Thursday, April 17, 2008

Siblings Wrestling Over Homosexuality


Hearing Margaret Farley, the Grawemeyer Prize winner in religion, talk about sexual ethics, prompted me to ask her what she thinks has made homosexuality the key issue in denominational and cultural battles in the last 30 years. "Why this particular issue at this time?"
She gave her usual calm, clear but well qualified and nuanced response about the loosening of sexual norms in the sixties and early seventies, which led to some people being able to recognize and talk about the fact that they love someone of the same gender. That experience and the co-relative experience of those who have family and friends who are gay and learn to love and except them, led to a deep shaking of the foundations of sexual identity. This shaking, because it is so fundamental, has become extremely threatening to some who "pull the shades" on that topic and insist on holding on to and enforcing the old norms and moralities. This identity crisis makes dialogue about the topic very fraught with difficulties.
I appreciate that Farley's notion of identity crisis is much more generous and graceful than my thinking. I think my thoughts are similar, however, in that I recognize that the acceptance of homosexuality challenges traditional standards of male dominance in which the male is active and the female is passive (also part of Farley's analysis), and the assumption that a man engaged in sexual activity with another male makes one of them "passive," and thus threatening to male identity.
This helps fill out my image for what's happening in the mainline denominations, particularly my own PC(USA). It seems to me that one way of understanding the conflict over homosexuality is that we are having an ongoing fight between siblings, well known in family circles, in which the siblings have engaged in the battle for so long that they cannot imagine either stopping the fight or separating. The background for the two positions could be simplistically put that one side is holding on to traditional moralities due to the threat of gender identity crisis, and the other side is pushing for loosening the traditional moralities due to their experience with persons who are gay or lesbian.
The Biblical story of the sibling rivalry between Jacob and Esau is the model. They struggled within the womb (Gen. 25:22), they were born with Jacob refusing to let go of his brother's heel, and they spent their lives in a wrestling match. It is not accidental that Jacob dreamed of wresting the angel on the night before he met his brother again after many years (Gen 32:22ff).
It's not a pleasant image, and I'd be happy to replace it with a more hopeful story (although the last word on the Esau-Jacob match is that they cooperated in burying their father--Gen. 35:29).

Tuesday, April 15, 2008

Justice Love and the Grawemeyer Award




20 years ago, the Presbyterian Church (USA) considered a study on sexual ethics in which the criterion for good/bad, right/wrong was the concept of "justice love." The General Assembly, the denomination's highest governing body, turned it down--because it did not conform to conventional moral views of a majority of commissioners. I was mighty sorry that happened.

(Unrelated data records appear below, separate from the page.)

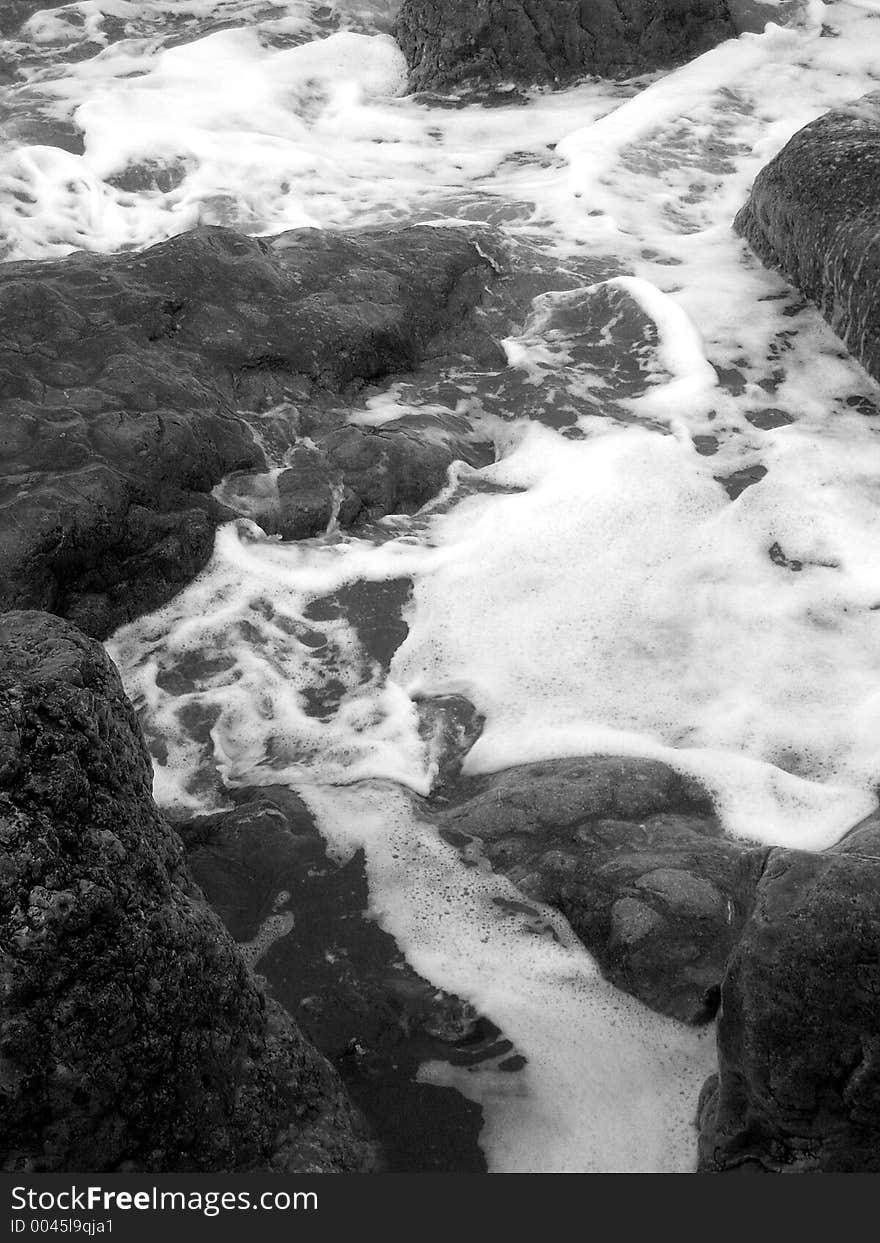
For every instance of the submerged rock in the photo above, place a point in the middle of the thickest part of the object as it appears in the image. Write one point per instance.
(305, 920)
(814, 211)
(632, 855)
(126, 383)
(132, 1034)
(527, 42)
(798, 1084)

Thus it is with great pleasure that I let you know that Margaret Farley will be on campus this week to receive the Grawemeyer award in religion for her book on sexual ethics. See the link for more information.

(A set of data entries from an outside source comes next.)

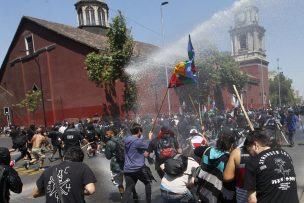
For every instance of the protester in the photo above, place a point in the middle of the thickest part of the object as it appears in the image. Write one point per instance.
(72, 137)
(178, 179)
(234, 172)
(164, 146)
(270, 175)
(55, 136)
(291, 122)
(114, 151)
(211, 187)
(67, 182)
(134, 166)
(20, 143)
(9, 179)
(37, 141)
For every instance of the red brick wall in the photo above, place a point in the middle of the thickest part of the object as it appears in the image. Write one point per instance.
(68, 92)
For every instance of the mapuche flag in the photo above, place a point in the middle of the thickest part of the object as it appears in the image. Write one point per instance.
(184, 71)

Farley is a Roman Catholic, religious, Yale Scholar, well known to several of our faculty, and she takes a very carefully developed stance that justice is the basic issue in sexual ethics! Imagine that. And it is this very Presbyterian seminary that's giving her the award.

  • Here's the basic information for you:
    Members of the LPTS community have the opportunity to meet Margaret Farley and hear her speak this Wednesday and Thursday. Margaret is the recipient of the 2008 Grawemeyer Award in Religion, for her book Just Love: A Framework for Sexual Ethics. Other distinguished guests will also be on campus to help celebrate Margaret’s receipt of this prestigious award, including Harold Attridge, Dean of Yale Divinity School, and Frank Oveis, former editor at Continuum (the publisher of Just Love). In addition, our own Kathryn Johnson is returning from Switzerland for the occasion. You should also plan to attend!

    Margaret Farley will be lecturing in the chapel at 7:00 p.m. on Wednesday, preaching in chapel at 10:10 a.m. on Thursday, and speaking in Frances Adeney’s class at 11:00 a.m. on Thursday (in 122 Schlegel—community members welcome).

If you've been hankering for a more complex and progressive perspective on sexual ethics, this is for you!